Re: DM and R2RML should use same datatype mapping

Eric,

On 3 Nov 2011, at 13:12, Eric Prud'hommeaux wrote:
>> I have not checked whether asking for XSD canonical form would lead to different results from those specced in R2RML, but if it does, I would again say that requiring the version that can be produced directly from the DB is better than requiring another transformation that doesn't really have any benefit.
> 
> Aha, this is perhaps the crux of our different strategies. I believe that the canonical forms are what *everyone* should produce. By specifying the exact lexical form of the terms (as both of us are attempting), we avoid a proliferation of homologous terms in the RDF graphs which come from RDBs.

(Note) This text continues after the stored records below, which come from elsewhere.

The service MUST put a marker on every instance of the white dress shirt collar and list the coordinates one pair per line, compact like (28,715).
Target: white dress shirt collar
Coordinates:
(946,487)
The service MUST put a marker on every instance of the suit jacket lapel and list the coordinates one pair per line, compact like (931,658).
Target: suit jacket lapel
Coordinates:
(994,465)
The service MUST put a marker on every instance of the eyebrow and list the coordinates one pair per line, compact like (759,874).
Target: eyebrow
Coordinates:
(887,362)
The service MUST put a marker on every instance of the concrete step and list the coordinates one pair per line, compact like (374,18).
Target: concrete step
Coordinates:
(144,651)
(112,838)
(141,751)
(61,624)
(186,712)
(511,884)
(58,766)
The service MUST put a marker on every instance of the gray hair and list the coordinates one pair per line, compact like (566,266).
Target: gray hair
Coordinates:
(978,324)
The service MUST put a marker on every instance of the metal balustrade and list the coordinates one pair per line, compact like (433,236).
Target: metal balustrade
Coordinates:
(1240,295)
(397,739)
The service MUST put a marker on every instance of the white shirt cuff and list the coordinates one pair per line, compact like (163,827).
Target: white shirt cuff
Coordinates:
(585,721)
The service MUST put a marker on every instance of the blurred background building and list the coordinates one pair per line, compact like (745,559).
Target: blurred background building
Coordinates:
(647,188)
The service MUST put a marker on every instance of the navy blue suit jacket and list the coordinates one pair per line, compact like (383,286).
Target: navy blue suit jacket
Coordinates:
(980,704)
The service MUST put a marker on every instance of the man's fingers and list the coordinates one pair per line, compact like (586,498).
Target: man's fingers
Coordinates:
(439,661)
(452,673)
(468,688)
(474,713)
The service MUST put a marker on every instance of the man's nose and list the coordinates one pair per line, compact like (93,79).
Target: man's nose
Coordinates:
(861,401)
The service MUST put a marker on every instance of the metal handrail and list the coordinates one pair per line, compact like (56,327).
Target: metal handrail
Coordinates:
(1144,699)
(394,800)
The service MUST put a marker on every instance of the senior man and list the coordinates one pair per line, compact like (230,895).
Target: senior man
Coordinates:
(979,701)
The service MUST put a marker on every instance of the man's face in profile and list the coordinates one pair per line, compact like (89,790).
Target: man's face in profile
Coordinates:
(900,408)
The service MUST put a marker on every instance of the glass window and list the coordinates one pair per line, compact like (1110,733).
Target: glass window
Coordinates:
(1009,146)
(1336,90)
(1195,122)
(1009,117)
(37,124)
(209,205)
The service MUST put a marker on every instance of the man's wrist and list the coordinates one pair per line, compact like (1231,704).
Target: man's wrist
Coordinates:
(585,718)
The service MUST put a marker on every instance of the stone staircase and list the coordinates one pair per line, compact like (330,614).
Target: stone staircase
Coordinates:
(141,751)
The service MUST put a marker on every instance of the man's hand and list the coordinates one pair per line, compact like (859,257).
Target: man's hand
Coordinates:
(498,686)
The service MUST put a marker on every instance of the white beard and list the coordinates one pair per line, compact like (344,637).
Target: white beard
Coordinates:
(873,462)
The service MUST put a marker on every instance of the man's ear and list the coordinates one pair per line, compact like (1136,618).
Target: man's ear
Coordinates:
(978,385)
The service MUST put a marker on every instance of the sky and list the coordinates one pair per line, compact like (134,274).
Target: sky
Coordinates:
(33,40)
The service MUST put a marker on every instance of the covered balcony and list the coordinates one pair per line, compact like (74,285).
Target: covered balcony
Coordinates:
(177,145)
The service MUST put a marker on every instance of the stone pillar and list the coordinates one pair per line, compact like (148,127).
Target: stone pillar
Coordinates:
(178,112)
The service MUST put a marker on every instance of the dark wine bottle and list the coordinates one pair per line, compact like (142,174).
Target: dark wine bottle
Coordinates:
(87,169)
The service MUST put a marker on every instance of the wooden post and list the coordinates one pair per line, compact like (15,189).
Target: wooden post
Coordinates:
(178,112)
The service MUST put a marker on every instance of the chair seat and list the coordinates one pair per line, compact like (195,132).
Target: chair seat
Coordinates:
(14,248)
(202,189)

For example, in the RDB-derived graphs, Bob's birth datetime is the same terms as the datetime at which his mother gave birth, not just computationally equivalent (1995-03-18T01:23:45Z vs. 1995-03-18T03:23:45+0200). I think we'd be good RDF datizens if we used the same form that we expect other producers of RDF data to use.

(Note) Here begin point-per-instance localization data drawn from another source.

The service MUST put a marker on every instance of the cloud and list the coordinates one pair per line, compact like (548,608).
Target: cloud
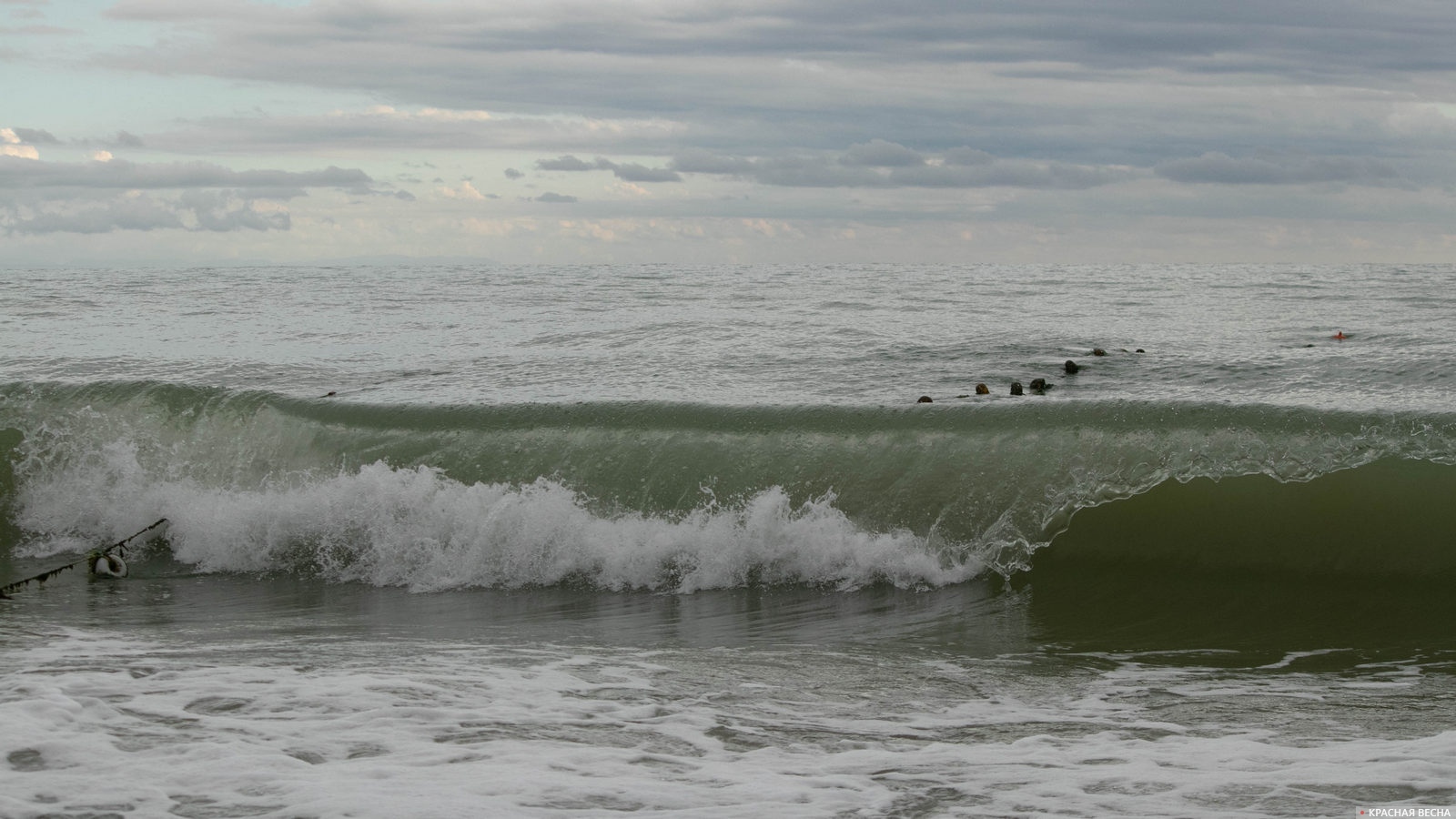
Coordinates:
(383,128)
(465,191)
(203,212)
(628,172)
(880,153)
(33,136)
(121,174)
(11,145)
(1220,167)
(565,164)
(888,165)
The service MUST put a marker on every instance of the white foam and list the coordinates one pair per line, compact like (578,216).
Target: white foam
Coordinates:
(419,528)
(99,722)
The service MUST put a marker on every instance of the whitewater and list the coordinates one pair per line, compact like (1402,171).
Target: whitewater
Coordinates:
(579,541)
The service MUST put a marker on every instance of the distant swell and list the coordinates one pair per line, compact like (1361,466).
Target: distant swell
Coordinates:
(684,497)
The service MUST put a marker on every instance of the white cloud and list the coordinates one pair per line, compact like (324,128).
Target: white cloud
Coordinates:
(11,145)
(465,191)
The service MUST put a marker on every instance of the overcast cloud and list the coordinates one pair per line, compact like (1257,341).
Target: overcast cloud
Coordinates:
(568,130)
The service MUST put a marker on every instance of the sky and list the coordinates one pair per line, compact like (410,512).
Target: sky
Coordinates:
(706,131)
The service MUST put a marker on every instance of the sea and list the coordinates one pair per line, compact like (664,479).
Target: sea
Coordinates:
(720,541)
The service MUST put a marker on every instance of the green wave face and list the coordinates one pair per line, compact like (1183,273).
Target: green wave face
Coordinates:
(670,496)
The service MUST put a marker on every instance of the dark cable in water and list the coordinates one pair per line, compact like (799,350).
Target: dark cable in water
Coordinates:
(92,559)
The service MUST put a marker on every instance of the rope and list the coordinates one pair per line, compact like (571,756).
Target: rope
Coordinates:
(92,557)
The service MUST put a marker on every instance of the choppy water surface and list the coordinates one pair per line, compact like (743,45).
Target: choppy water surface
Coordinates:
(587,541)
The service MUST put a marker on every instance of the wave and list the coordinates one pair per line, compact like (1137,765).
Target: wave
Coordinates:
(684,497)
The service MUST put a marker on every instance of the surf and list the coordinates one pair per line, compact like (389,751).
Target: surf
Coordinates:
(684,497)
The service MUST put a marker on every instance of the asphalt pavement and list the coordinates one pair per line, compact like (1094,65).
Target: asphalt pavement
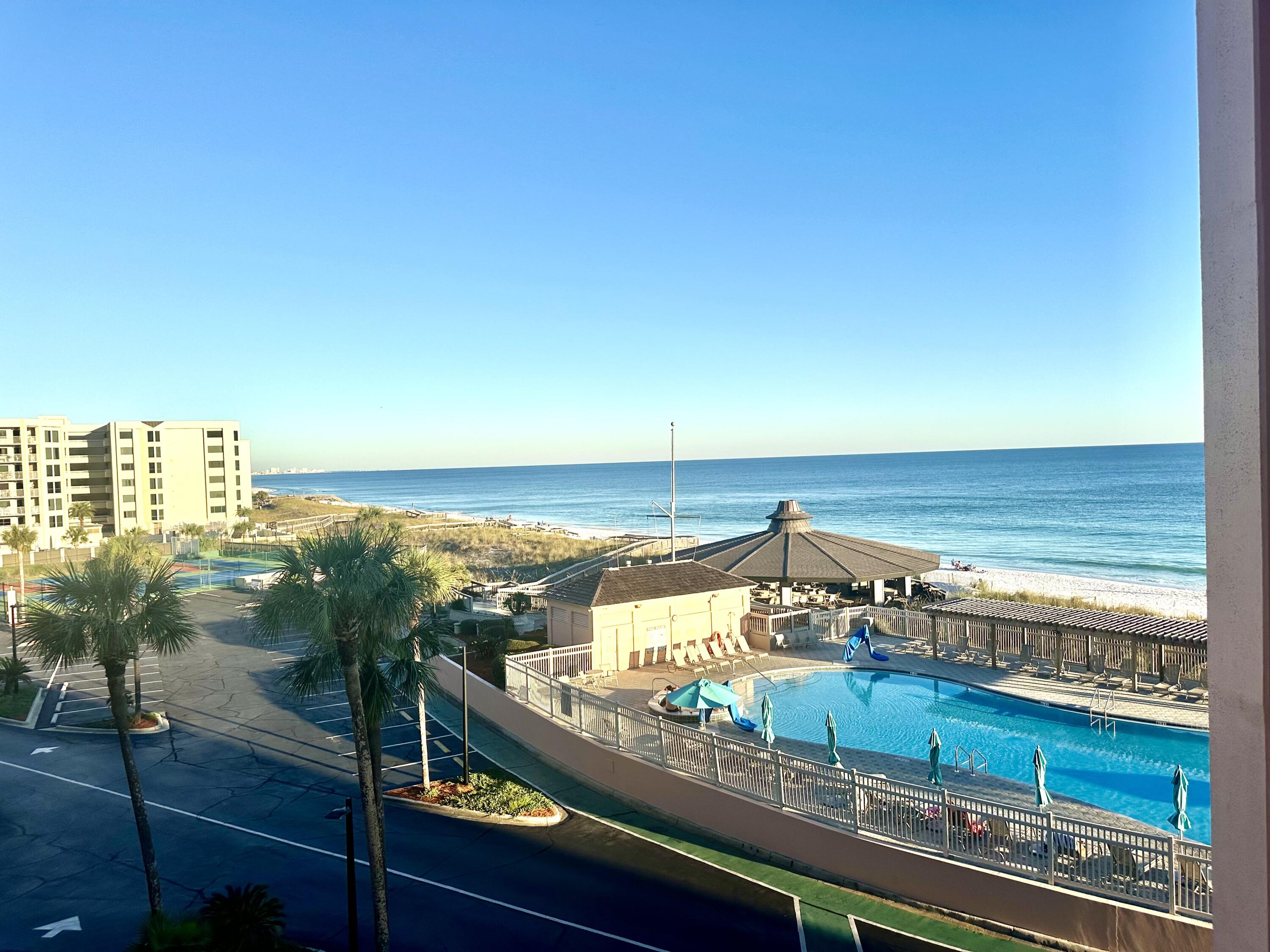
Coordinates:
(239,790)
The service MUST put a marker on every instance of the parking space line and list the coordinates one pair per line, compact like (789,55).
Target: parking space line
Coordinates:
(341,857)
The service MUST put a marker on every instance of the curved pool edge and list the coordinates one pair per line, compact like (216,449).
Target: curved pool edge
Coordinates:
(1015,696)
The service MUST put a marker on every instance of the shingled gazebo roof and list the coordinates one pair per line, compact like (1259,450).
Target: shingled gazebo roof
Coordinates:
(792,550)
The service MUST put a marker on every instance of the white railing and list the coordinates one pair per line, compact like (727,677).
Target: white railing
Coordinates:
(1151,869)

In general I agree that this is desirable, but there is a trade-off between getting the same lexical forms everywhere on the one hand, and the complexity of the mapping on the other hand.

You know all the canonical forms of XSD? Is there a handy table with examples somewhere? Alternatively, could you have a look at the example tables in these sections:
http://www.w3.org/2001/sw/rdb2rdf/r2rml/#datatype-table
http://www.w3.org/2001/sw/rdb2rdf/r2rml/#to-string

and identify anything where the output XSD form or pattern isn't canonical XSD? (Or any interesting cases that are missing from those tables?)

> Are we confident that we can provide recipies for these notations that produce valid (by XSD's metric) forms?

Yes, I'm confident of that. The mapping is based on ISO/IEC 9075-14:2008, which specifies a mapping from SQL values to XSD literals.

Best,
Richard

Received on Thursday, 3 November 2011 13:50:27 UTC